[PATCH] [PATCH v2] perf/x86/amd: check event before enable to avoid GPF

George Kennedy posted 1 patch 1 month, 4 weeks ago
There is a newer version of this series
arch/x86/events/amd/core.c | 3 ++-
1 file changed, 2 insertions(+), 1 deletion(-)
[PATCH] [PATCH v2] perf/x86/amd: check event before enable to avoid GPF
Posted by George Kennedy 1 month, 4 weeks ago
On AMD machines cpuc->events[idx] can become NULL in a subtle race
condition with NMI->throttle->x86_pmu_stop().

Check event for NULL in amd_pmu_enable_all() before enable to avoid a GPF.
This appears to be an AMD only issue.

Syzkaller reported a GPF in amd_pmu_enable_all.

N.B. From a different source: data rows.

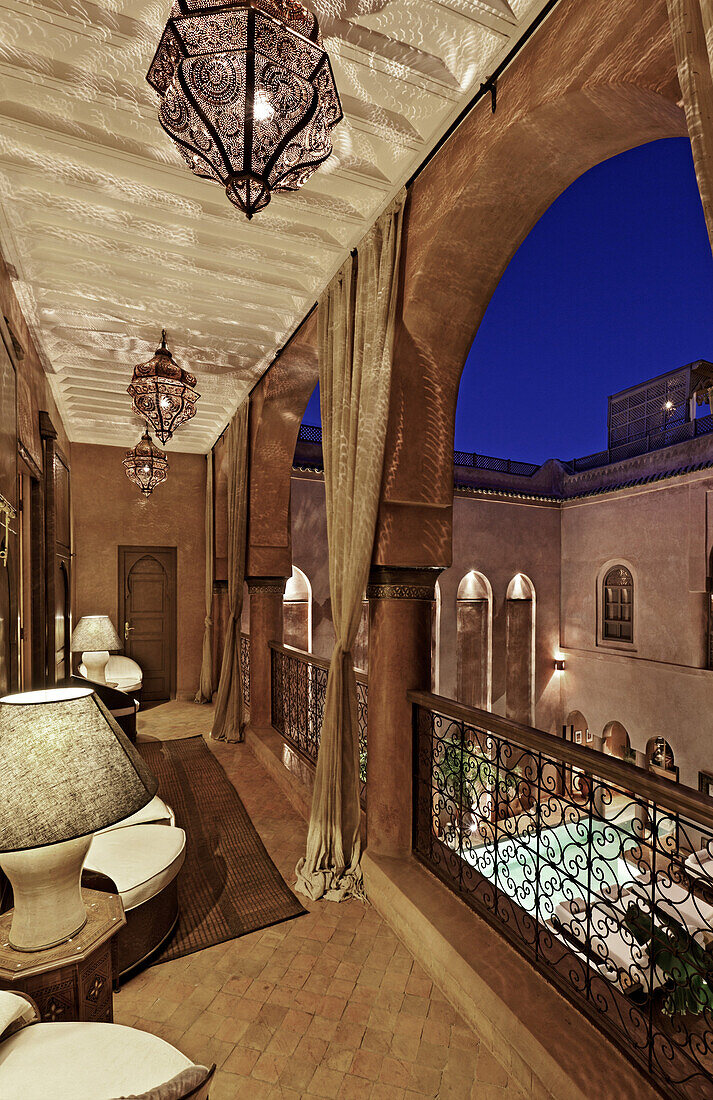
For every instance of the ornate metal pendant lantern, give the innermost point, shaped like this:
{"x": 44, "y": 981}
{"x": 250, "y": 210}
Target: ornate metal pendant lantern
{"x": 247, "y": 94}
{"x": 163, "y": 393}
{"x": 145, "y": 465}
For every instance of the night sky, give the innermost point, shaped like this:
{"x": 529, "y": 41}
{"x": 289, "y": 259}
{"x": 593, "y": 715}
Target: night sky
{"x": 614, "y": 285}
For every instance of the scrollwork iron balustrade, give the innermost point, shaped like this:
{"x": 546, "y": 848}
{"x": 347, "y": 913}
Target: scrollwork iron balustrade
{"x": 244, "y": 666}
{"x": 298, "y": 694}
{"x": 598, "y": 871}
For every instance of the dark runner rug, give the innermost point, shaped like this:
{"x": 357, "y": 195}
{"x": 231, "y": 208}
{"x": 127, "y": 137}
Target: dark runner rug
{"x": 228, "y": 884}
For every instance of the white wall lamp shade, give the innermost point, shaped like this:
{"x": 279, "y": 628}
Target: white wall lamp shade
{"x": 94, "y": 637}
{"x": 67, "y": 771}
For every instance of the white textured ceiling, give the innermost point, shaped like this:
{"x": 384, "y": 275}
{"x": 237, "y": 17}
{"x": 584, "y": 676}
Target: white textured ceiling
{"x": 112, "y": 238}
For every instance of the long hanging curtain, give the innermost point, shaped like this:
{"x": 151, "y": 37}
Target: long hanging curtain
{"x": 205, "y": 686}
{"x": 691, "y": 24}
{"x": 357, "y": 325}
{"x": 228, "y": 723}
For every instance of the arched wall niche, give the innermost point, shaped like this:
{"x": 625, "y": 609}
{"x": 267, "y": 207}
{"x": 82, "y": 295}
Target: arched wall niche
{"x": 519, "y": 649}
{"x": 585, "y": 89}
{"x": 474, "y": 640}
{"x": 297, "y": 612}
{"x": 577, "y": 728}
{"x": 616, "y": 740}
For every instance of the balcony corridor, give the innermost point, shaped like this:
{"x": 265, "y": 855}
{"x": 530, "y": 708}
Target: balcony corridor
{"x": 329, "y": 1004}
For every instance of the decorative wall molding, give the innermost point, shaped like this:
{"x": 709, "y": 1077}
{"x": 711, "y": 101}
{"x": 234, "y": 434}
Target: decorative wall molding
{"x": 393, "y": 583}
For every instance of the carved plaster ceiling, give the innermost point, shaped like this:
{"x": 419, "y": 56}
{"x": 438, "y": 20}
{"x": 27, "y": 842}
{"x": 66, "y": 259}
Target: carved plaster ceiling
{"x": 111, "y": 237}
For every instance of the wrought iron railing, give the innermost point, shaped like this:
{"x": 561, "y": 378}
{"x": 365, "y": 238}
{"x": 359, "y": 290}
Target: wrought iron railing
{"x": 298, "y": 694}
{"x": 600, "y": 872}
{"x": 651, "y": 441}
{"x": 244, "y": 666}
{"x": 501, "y": 465}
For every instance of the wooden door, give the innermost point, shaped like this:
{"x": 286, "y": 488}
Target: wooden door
{"x": 147, "y": 616}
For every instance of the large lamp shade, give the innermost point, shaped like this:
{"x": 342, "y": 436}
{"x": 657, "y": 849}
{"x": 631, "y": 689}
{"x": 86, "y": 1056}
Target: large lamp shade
{"x": 94, "y": 637}
{"x": 67, "y": 771}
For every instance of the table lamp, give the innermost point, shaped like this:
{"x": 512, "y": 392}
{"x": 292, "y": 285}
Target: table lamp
{"x": 94, "y": 636}
{"x": 67, "y": 771}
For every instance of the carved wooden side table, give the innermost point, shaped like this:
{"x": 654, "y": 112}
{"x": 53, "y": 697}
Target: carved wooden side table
{"x": 74, "y": 980}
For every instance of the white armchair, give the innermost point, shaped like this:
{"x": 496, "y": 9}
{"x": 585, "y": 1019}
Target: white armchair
{"x": 89, "y": 1062}
{"x": 123, "y": 672}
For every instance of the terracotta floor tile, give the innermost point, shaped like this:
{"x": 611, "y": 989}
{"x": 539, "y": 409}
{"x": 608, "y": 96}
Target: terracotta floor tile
{"x": 366, "y": 1064}
{"x": 326, "y": 1082}
{"x": 330, "y": 1004}
{"x": 269, "y": 1067}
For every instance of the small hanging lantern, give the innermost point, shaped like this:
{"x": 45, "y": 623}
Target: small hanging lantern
{"x": 163, "y": 393}
{"x": 247, "y": 94}
{"x": 145, "y": 464}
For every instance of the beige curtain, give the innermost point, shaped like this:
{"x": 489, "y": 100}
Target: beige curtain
{"x": 205, "y": 688}
{"x": 691, "y": 22}
{"x": 228, "y": 723}
{"x": 357, "y": 322}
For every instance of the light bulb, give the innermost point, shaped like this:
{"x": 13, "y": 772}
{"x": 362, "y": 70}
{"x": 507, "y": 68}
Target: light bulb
{"x": 262, "y": 108}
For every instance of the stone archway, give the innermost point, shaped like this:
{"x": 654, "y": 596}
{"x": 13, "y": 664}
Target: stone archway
{"x": 587, "y": 88}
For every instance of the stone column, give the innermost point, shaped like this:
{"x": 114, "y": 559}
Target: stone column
{"x": 399, "y": 658}
{"x": 265, "y": 626}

INFO: NMI handler (perf_event_nmi_handler) took too long to run: 13.143
    msecs
Oops: general protection fault, probably for non-canonical address
    0xdffffc0000000034: 0000  PREEMPT SMP KASAN NOPTI
KASAN: null-ptr-deref in range [0x00000000000001a0-0x00000000000001a7]
CPU: 0 UID: 0 PID: 328415 Comm: repro_36674776 Not tainted 6.12.0-rc1-syzk
RIP: 0010:x86_pmu_enable_event (arch/x86/events/perf_event.h:1195
    arch/x86/events/core.c:1430)
RSP: 0018:ffff888118009d60 EFLAGS: 00010012
RAX: dffffc0000000000 RBX: 0000000000000000 RCX: 0000000000000000
RDX: 0000000000000034 RSI: 0000000000000000 RDI: 00000000000001a0
RBP: 0000000000000001 R08: 0000000000000000 R09: 0000000000000000
R10: 0000000000000000 R11: 0000000000000000 R12: 0000000000000002
R13: ffff88811802a440 R14: ffff88811802a240 R15: ffff8881132d8601
FS:  00007f097dfaa700(0000) GS:ffff888118000000(0000) GS:0000000000000000
CS:  0010 DS: 0000 ES: 0000 CR0: 0000000080050033
CR2: 00000000200001c0 CR3: 0000000103d56000 CR4: 00000000000006f0
Call Trace:
 <IRQ>
amd_pmu_enable_all (arch/x86/events/amd/core.c:760 (discriminator 2))
x86_pmu_enable (arch/x86/events/core.c:1360)
event_sched_out (kernel/events/core.c:1191 kernel/events/core.c:1186
    kernel/events/core.c:2346)
__perf_remove_from_context (kernel/events/core.c:2435)
event_function (kernel/events/core.c:259)
remote_function (kernel/events/core.c:92 (discriminator 1)
    kernel/events/core.c:72 (discriminator 1))
__flush_smp_call_function_queue (./arch/x86/include/asm/jump_label.h:27
    ./include/linux/jump_label.h:207 ./include/trace/events/csd.h:64
    kernel/smp.c:135 kernel/smp.c:540)
__sysvec_call_function_single (./arch/x86/include/asm/jump_label.h:27
    ./include/linux/jump_label.h:207
    ./arch/x86/include/asm/trace/irq_vectors.h:99 arch/x86/kernel/smp.c:272)
sysvec_call_function_single (arch/x86/kernel/smp.c:266 (discriminator 47)
    arch/x86/kernel/smp.c:266 (discriminator 47))
 </IRQ>

Reported-by: syzkaller <syzkaller@googlegroups.com>
Signed-off-by: George Kennedy <george.kennedy@oracle.com>
---
Ravi requested patch resend with the following:
  /*
   * FIXME: cpuc->events[idx] can become NULL in a subtle race
   * condition with NMI->throttle->x86_pmu_stop().
   */

 arch/x86/events/amd/core.c | 3 ++-
 1 file changed, 2 insertions(+), 1 deletion(-)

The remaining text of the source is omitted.